Corporations are seeking to privatise our water commons for a profit (and yes it was always considered one’s right to water is sacrosanct). Exemplifying their typical avarice for more and more profits, they seek to gobble up all the water resources and rights to them it seems, and sell them back to us at exorbitant prices.

The company Nestlé is guilty of this. Whilst its chairman Peter Brabeck-Letmathe  proclaims water is a human right, the company is busily selling off drought-stricken California’s water. Nestle owns 70% of the world’s bottled water brands.

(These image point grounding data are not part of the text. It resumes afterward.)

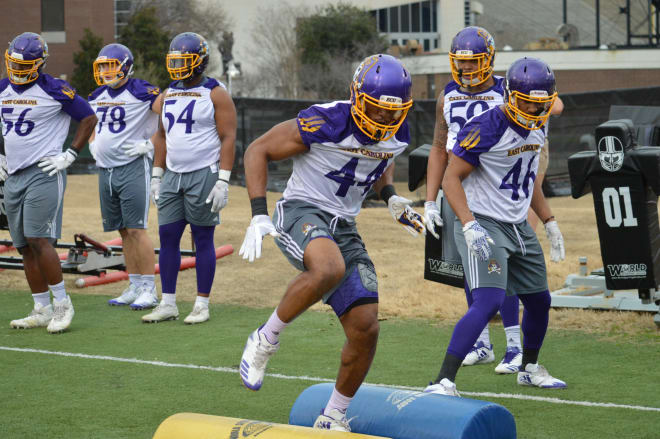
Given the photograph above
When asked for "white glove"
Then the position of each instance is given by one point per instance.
(139, 148)
(557, 252)
(219, 195)
(4, 170)
(53, 165)
(477, 239)
(432, 218)
(260, 226)
(156, 176)
(406, 215)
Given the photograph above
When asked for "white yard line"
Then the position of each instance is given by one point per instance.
(325, 380)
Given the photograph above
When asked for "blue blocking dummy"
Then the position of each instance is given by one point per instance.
(406, 414)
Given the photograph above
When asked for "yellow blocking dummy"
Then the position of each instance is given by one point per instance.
(198, 426)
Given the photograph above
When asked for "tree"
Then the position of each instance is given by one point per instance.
(330, 42)
(148, 42)
(83, 74)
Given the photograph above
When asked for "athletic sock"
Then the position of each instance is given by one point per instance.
(337, 402)
(42, 298)
(59, 292)
(271, 330)
(512, 336)
(169, 299)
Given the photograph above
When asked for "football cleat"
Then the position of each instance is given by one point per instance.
(162, 313)
(479, 354)
(199, 314)
(127, 297)
(62, 315)
(335, 421)
(444, 387)
(255, 357)
(39, 316)
(511, 361)
(147, 298)
(537, 376)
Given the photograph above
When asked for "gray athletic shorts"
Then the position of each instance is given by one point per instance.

This is the way of corporations. They are seldom for the people and always for their shareholders. Separate entities with legal personhood they manage to do just about anything their shareholders wish for them to do whilst escaping accountability for any damage they incur.

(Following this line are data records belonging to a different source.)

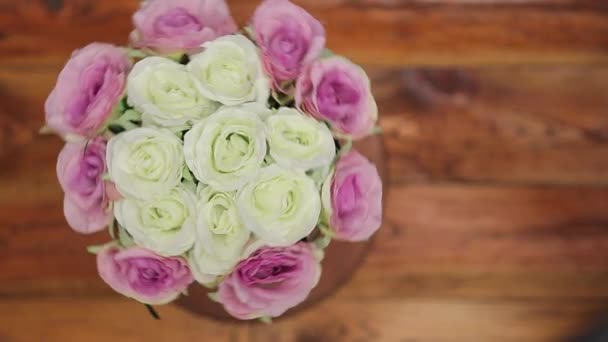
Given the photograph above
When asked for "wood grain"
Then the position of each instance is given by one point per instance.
(496, 223)
(393, 32)
(335, 320)
(517, 125)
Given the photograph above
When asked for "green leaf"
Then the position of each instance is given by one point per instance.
(345, 148)
(124, 238)
(327, 53)
(136, 54)
(323, 241)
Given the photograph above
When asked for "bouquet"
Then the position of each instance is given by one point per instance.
(216, 156)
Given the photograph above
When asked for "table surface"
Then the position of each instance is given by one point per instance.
(495, 117)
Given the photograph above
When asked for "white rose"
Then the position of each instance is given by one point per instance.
(229, 71)
(145, 162)
(226, 149)
(166, 94)
(299, 141)
(221, 235)
(165, 224)
(280, 206)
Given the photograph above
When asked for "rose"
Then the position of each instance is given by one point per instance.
(164, 224)
(145, 162)
(170, 26)
(221, 235)
(338, 91)
(226, 150)
(165, 93)
(270, 281)
(280, 206)
(289, 37)
(142, 275)
(80, 168)
(352, 198)
(229, 71)
(299, 141)
(87, 90)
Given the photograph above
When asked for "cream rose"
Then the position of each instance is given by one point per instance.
(221, 235)
(165, 224)
(166, 94)
(280, 206)
(229, 71)
(145, 163)
(227, 149)
(299, 141)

A few years back in Cochabamba Bolivia, a large corporation had privatised the water and was charging around half the income of the poor to buy it off them. So oppressive did this become it ended up with riots and even loss of life to oust the corporation and return to the previous status quo.  If there is anything you should learn on this site it is that corporations are not generally kindly companies that wish to help people. (Please watch ‘The Corporation’ movie).  Any intimation from them that they wish you well is generally just rhetoric to appease you or persuade you you to buy.  This attack on the rights of people to drink the essence of life, (and it is well established that water is essential to life itself) is a huge attack on our ultimate freedoms. Fifty years ago this line of thinking would be unheard of … unthinkable. As I’ve pointed out often here, fifty years ago most households had their own water tanks to collect rainwater. That was standard practice. And yet, today it is being put to us as being right and proper that we should not be collecting it at all. We have been seriously duped by little increments that corporations can, but not we the people. Lest I be misunderstood here, I am not against water conservation. I simply believe, like most ordinary folks, that water should not be virtually given to corporations to profiteer with, at the expense of locals who need it for day to day survival.

Welcome then to the water wars. And I’ve not even touched on water pollution and our health. In the meantime, be sure to stand up for water rights wherever they are being quietly, or not so quietly, whittled away. Next we will be charged for the air we breathe. Such is life in the twenty first century. If the water wars are new to you begin by watching the documentary Blue Gold.